When Nathans returned from Israel in the summer of 1969, he brought some SV40 to begin testing his ideas about restriction enzymes. At the time, only four such enzymes were known, including the one recently found in Haemophilus influenzae bacteria by his JHU colleague Hamilton Smith. The phenomenon of restriction (or host-controlled modification)--where phages (bacterial viruses) grown in one strain of bacteria lose their ability to grow on other strains--had been noted in the early 1950s by Salvador Luria and others, but its mechanism was unknown. In 1962, Werner Arber's studies showed that restriction involved changes in the DNA of the phage and was accompanied by degradation of the DNA. It appeared that bacteria could somehow limit phage infection by breaking down the virus DNA, although certain phage genes were still expressed in the bacteria. Several years later, Arber's lab confirmed that the bacterial host was able to modify or restrict viral DNA, as well as foreign bacterial DNA. Arber theorized that each particular bacterial strain generated an endonuclease (enzyme) that could recognize specific sites--sequences of nucleotides--in foreign DNAs, and cut them there. Each bacterium would protect its own DNA from the enzyme by adding methyl groups to the specific sites, so the enzyme would not recognize them. By 1968, two such enzymes had been identified in strains of E. coli, generating much excitement among biochemists. However, it turned out that while they recognized specific DNA sequences, they did not always cut the DNA close to those sites. Since the fragments produced were of random size and character, the enzymes (later known as Type I restriction enzymes) were unsuitable for mapping or sequencing.
Smith's Haemophilus influenzae enzyme--the first of the Type II restriction enzymes--was soon shown to cleave several bacterial virus DNAs at specific nucleotide sequences. While Nathans was setting up his cell culture lab to grow SV40 in quantity, he had his student Stuart Adler test the ability of all four known endonucleases to cut SV40. Two of the enzymes cut it only once, one didn't cut it at all, but Smith's enzyme cut it into eleven specific fragments. As Nathans had hoped, this broke the DNA into consistent, manageable pieces, onto which individual genetic activities could be mapped. Using polyacrylamide gel electrophoresis, Nathans and graduate student Kathleen Danna fully separated and analyzed the structure of the SV40 fragments. (They also soon determined that Smith's enzyme was actually two enzymes.) New Type II enzymes were rapidly discovered, and during the next several years, Nathans' group (including Danna, Adler, George Sack, Ching-Ju Lai, William Brockman, Mary Gutai, and David Shortle) used them to delineate the SV40 genome. They deduced the size and physical order of the fragments in the genome, and created the first cleavage maps of a viral DNA, showing where each restriction enzyme cut it. Using these maps, they were also able to identify the origin and terminus of DNA replication in the circular SV40. They worked with George Khoury and Malcolm Martin at NIH to map the messenger RNAs in SV40, and also located some of the virus's structural genes, using mutant strains of the virus. Later, they found they could actually create mutants by modifying the DNA at the known restriction sites. These constructed "deletion mutants" proved useful for identifying structural gene products, locating non-essential parts of the DNA, and defining those regions required for cell transformation.

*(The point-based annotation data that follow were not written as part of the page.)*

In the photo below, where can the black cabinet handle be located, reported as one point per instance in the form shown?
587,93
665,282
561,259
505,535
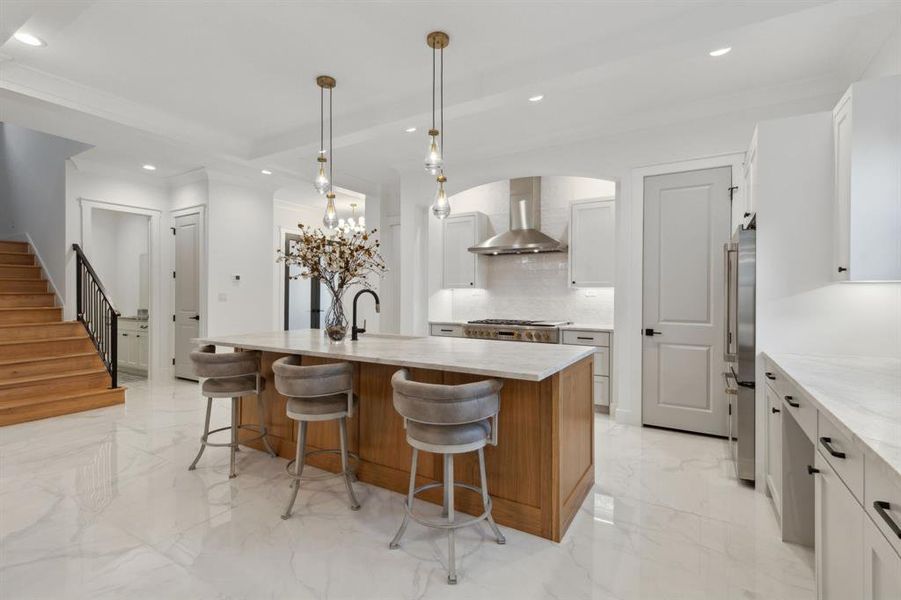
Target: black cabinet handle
827,444
882,508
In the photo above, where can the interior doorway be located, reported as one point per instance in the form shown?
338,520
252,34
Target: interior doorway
687,218
186,232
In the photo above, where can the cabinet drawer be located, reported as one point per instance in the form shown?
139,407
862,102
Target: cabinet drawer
601,391
883,485
845,457
802,410
447,330
602,362
586,338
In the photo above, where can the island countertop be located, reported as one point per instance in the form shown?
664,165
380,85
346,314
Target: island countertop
529,362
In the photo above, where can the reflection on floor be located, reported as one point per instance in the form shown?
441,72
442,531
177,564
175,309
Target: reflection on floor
101,505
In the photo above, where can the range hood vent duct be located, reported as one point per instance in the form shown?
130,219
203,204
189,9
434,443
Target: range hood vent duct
524,235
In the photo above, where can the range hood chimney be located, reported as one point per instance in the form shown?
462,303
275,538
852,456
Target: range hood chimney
523,236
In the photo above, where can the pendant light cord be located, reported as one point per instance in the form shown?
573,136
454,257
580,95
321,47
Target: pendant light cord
331,162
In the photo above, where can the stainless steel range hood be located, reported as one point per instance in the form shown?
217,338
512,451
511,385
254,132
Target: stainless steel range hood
525,221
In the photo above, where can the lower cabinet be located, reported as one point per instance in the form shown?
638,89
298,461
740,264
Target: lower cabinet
881,566
838,529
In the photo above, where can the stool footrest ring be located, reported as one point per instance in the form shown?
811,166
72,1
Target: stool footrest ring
249,427
444,524
353,461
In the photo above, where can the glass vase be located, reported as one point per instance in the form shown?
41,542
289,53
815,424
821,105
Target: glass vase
335,321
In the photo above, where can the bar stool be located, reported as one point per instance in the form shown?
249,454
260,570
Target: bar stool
317,393
229,375
448,420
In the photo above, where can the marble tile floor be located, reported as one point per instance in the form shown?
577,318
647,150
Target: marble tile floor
101,505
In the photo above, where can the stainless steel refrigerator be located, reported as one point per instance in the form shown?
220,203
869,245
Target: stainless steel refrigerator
741,285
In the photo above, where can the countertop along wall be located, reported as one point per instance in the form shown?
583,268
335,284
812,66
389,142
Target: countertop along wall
525,286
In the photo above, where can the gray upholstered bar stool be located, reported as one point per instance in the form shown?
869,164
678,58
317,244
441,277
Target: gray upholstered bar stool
317,393
229,375
448,420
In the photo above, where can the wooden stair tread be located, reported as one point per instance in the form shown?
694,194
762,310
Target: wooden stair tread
20,361
107,397
23,381
33,340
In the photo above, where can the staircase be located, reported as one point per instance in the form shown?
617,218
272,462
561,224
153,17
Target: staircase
48,366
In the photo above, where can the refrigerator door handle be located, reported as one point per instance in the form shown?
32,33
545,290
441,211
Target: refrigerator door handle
730,275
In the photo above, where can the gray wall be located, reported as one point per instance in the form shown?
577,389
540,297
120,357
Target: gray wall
33,194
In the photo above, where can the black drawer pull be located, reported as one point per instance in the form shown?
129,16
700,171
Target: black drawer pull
882,508
827,444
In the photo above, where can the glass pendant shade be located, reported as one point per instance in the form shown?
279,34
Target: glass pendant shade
433,159
441,207
330,219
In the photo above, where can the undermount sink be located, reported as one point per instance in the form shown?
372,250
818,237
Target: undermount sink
391,336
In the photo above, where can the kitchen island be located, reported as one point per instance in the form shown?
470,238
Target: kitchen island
538,474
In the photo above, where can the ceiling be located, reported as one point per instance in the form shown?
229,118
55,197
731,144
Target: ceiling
231,85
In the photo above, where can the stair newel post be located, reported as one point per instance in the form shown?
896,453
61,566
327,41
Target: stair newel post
114,346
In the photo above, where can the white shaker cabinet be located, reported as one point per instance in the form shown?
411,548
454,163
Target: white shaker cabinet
592,227
881,566
460,267
867,137
838,531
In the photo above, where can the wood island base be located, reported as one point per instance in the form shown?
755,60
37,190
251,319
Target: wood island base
538,474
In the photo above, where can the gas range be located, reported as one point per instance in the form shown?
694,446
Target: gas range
515,330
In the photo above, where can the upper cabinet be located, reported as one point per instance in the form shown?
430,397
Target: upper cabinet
460,266
867,134
592,228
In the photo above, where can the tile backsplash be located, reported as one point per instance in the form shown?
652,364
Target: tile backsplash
532,286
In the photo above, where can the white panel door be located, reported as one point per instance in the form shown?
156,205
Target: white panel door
686,223
459,262
592,243
187,291
838,536
881,566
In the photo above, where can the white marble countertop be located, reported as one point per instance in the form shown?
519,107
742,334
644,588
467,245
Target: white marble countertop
532,362
862,394
573,326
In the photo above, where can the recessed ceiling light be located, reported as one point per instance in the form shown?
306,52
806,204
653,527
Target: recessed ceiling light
29,39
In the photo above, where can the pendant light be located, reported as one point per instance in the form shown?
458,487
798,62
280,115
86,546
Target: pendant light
434,160
323,182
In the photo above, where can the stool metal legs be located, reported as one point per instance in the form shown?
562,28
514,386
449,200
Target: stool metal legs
234,427
300,458
342,427
449,522
298,466
206,432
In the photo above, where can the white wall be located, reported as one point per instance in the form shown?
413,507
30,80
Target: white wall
888,60
523,286
33,190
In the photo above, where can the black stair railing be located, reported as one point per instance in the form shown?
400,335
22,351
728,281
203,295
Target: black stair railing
96,312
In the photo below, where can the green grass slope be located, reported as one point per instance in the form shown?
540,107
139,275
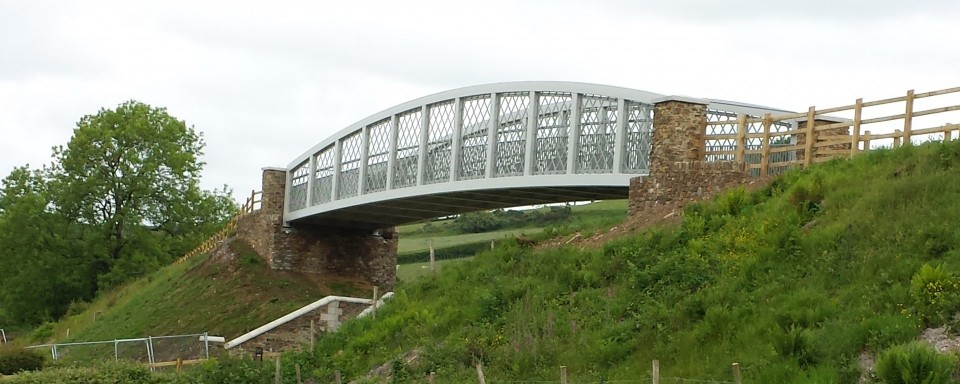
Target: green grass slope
226,294
794,282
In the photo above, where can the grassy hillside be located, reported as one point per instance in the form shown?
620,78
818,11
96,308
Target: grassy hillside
225,294
795,282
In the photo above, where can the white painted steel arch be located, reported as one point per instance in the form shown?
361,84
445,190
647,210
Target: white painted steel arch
481,147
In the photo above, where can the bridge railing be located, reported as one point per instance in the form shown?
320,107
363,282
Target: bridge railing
251,205
771,144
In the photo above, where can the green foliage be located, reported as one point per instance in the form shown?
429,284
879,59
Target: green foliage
936,293
13,360
914,363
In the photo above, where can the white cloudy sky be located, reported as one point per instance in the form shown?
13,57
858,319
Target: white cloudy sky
265,80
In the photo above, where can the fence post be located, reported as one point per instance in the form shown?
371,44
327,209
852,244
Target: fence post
276,374
655,374
480,374
433,266
374,311
741,137
808,150
855,141
908,119
206,344
765,150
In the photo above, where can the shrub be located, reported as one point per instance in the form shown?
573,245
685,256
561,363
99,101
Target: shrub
936,293
914,362
13,360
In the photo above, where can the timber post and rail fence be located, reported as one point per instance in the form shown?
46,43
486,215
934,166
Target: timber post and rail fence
770,144
250,206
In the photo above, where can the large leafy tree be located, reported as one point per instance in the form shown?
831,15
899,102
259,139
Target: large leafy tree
131,175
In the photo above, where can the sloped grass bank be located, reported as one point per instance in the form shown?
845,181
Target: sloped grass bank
794,282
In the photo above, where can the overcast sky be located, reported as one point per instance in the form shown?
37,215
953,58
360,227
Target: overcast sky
264,81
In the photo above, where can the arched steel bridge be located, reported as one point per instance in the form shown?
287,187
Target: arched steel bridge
482,147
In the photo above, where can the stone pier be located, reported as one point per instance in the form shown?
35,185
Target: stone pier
344,253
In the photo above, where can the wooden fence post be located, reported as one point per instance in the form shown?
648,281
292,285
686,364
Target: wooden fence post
276,375
811,139
908,119
480,374
857,116
765,149
433,265
655,375
741,137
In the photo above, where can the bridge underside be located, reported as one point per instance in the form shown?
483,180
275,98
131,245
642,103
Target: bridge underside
389,213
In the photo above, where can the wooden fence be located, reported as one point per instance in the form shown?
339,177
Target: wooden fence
251,205
829,136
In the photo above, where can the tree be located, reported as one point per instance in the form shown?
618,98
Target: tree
132,176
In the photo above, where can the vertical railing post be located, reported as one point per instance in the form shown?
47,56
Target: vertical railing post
573,136
811,137
765,146
493,129
741,138
456,143
908,119
392,157
424,141
364,159
620,138
533,120
857,116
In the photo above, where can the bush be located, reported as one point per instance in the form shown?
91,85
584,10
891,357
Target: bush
936,293
13,360
914,363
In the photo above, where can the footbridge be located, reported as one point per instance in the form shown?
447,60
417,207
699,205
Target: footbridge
496,146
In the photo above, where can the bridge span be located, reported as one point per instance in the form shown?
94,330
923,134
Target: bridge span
484,147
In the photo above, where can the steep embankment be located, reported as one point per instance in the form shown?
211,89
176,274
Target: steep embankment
797,282
226,293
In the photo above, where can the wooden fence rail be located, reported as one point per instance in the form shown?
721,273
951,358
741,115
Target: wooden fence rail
251,205
816,137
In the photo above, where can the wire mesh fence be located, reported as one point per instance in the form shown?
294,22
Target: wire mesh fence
148,350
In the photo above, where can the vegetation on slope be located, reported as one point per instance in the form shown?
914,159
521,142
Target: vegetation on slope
794,282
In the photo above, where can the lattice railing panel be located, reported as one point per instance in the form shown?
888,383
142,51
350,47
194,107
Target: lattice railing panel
638,139
511,134
473,146
553,131
408,149
442,117
348,184
378,153
298,186
323,180
598,127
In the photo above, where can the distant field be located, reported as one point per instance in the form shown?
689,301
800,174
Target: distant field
407,272
413,241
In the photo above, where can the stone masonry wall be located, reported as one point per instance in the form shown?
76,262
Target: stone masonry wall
677,169
317,249
685,181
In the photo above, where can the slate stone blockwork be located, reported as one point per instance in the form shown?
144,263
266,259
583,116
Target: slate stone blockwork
317,249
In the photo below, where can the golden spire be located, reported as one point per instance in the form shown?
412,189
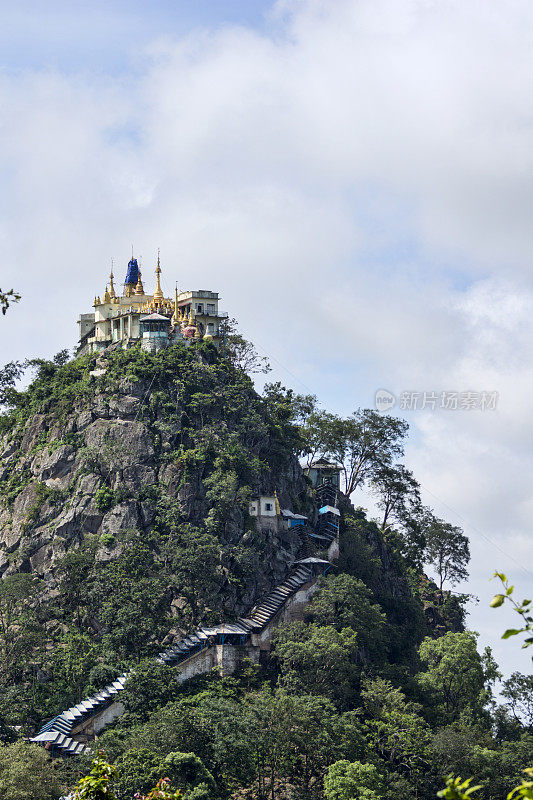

When he began working on restriction enzymes, Nathans didn't foresee their use for the in vitro manipulation of DNA in genetic engineering, but he soon recognized the uses and potential risks of recombinant technology. He was among the scientists who signed the 1974 letter calling for a moratorium on recombinant DNA (rDNA) experiments, and he participated in the 1975 Asilomar Conference and the NIH council that formulated the initial guidelines for rDNA research. Later he was an advisor to the Human Genome Project.
The enzyme found by Hamilton Smith and the techniques that Nathans pioneered for analyzing DNA fragments and mapping genomes transformed molecular biology. Within a few years of their initial experiments, dozens more Type II restriction enzymes had been identified, researchers such as Fred Sanger, Walter Gilbert, and Allan Maxam had developed rapid gene sequencing techniques, and Paul Berg, Herbert Boyer, Stanley N. Cohen, and Ronald Davis had introduced recombinant DNA techniques. The "new genetics" would allow researchers to analyze even very large genomes at the molecular level. In 1978, the Nobel Prize in Physiology or Medicine was awarded jointly to Werner Arber, who predicted the existence of restriction enzymes, Hamilton Smith, who discovered the first Type II restriction enzyme, and Nathans, who demonstrated how to use the restriction enzymes to analyze viral DNA.